Do mesmo modo, portanto, qualquer um de vós, se não renunciar a tudo o que tem, não pode ser meu discípulo!” (v. 33)

Lc não parece estabelecer distinção entre os discípulos: “qualquer um de vós”. A advertência vale para todos.

Este v. retoma a conclusão dos vv. 26-27 e dá uma aplicação nova às duas parábolas precedentes. Faz delas um apelo a “renunciar” a todos os bens próprios. É um ensinamento predileto de Lc (12,13-34; 16,1-13; 18,24-30; cf. 5,11.28; 18,22).

Esta conclusão contém um paradoxo na aplicação: Para construir ou fazer guerra é preciso contar com meios, mas, para seguir Jesus, o essencial é não possuí-los.
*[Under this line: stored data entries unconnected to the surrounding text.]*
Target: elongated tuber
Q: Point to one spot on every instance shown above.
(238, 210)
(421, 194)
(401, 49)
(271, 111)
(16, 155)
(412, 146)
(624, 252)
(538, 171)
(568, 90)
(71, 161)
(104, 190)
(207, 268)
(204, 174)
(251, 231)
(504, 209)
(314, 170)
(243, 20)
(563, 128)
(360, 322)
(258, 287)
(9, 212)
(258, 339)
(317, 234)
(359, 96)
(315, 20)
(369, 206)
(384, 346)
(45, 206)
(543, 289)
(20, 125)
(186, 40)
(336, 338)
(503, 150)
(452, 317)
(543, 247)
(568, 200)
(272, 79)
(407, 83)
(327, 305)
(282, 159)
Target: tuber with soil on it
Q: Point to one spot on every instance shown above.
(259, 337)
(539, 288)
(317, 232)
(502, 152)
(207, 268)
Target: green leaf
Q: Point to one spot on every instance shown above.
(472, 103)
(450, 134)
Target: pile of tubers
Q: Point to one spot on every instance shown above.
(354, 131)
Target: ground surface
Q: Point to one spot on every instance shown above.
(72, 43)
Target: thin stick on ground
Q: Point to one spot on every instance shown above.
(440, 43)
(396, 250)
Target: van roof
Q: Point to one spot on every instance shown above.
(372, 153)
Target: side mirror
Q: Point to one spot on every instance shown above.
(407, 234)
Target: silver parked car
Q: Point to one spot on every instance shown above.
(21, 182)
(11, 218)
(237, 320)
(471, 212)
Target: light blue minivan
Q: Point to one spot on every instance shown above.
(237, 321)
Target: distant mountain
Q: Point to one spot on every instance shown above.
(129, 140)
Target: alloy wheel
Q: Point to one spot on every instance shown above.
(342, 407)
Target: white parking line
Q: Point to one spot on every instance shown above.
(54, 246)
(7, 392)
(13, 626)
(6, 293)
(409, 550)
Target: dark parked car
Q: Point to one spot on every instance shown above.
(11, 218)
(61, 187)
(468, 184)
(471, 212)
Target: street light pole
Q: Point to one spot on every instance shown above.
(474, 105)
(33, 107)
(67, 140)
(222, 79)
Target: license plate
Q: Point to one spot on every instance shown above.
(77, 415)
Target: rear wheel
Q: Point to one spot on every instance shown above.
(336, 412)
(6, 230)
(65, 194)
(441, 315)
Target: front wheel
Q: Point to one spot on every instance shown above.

Os discípulos não precisam de meios materiais, mas de espirituais (cf. a missão deles em 9,1-3; 10,4). O rei “mais forte” é Deus ou Jesus que vem ao nosso encontro (parusia); é preciso “reconciliar-se” com ele (cf. 3,16s; 2Cor 5,19-20). Sem Deus, o nosso projeto humano não haverá êxito (cf. a torre de Babel em Gn 11).

O que vale como moral das parábolas vale também para o seguimento de Jesus e para a formação vocacional nos seminários. É preciso discernir a própria vocação e usar a razão para a maior glória de Deus.

O site da CNBB comenta: O nome de cristão é motivo de orgulho para muita gente e muitos usam esse nome e fazem propaganda do fato de serem cristãos. Mas muitos são cristãos de apenas de nome e de conversa, porque quando surgem as exigências da vivência coerente com o evangelho, são os primeiros a recuarem e a ficarem teorizando formas de religião que justifiquem a sua incoerência evangélica e outros valores nada cristãos que marcam as suas vidas. A exigência de Jesus é clara: renunciar a todos os valores que são contrários ao evangelho e fazer do seu seguimento o centro da própria vida. O resto é conversa fiada de quem quer usar do discurso para legitimar os próprios erros.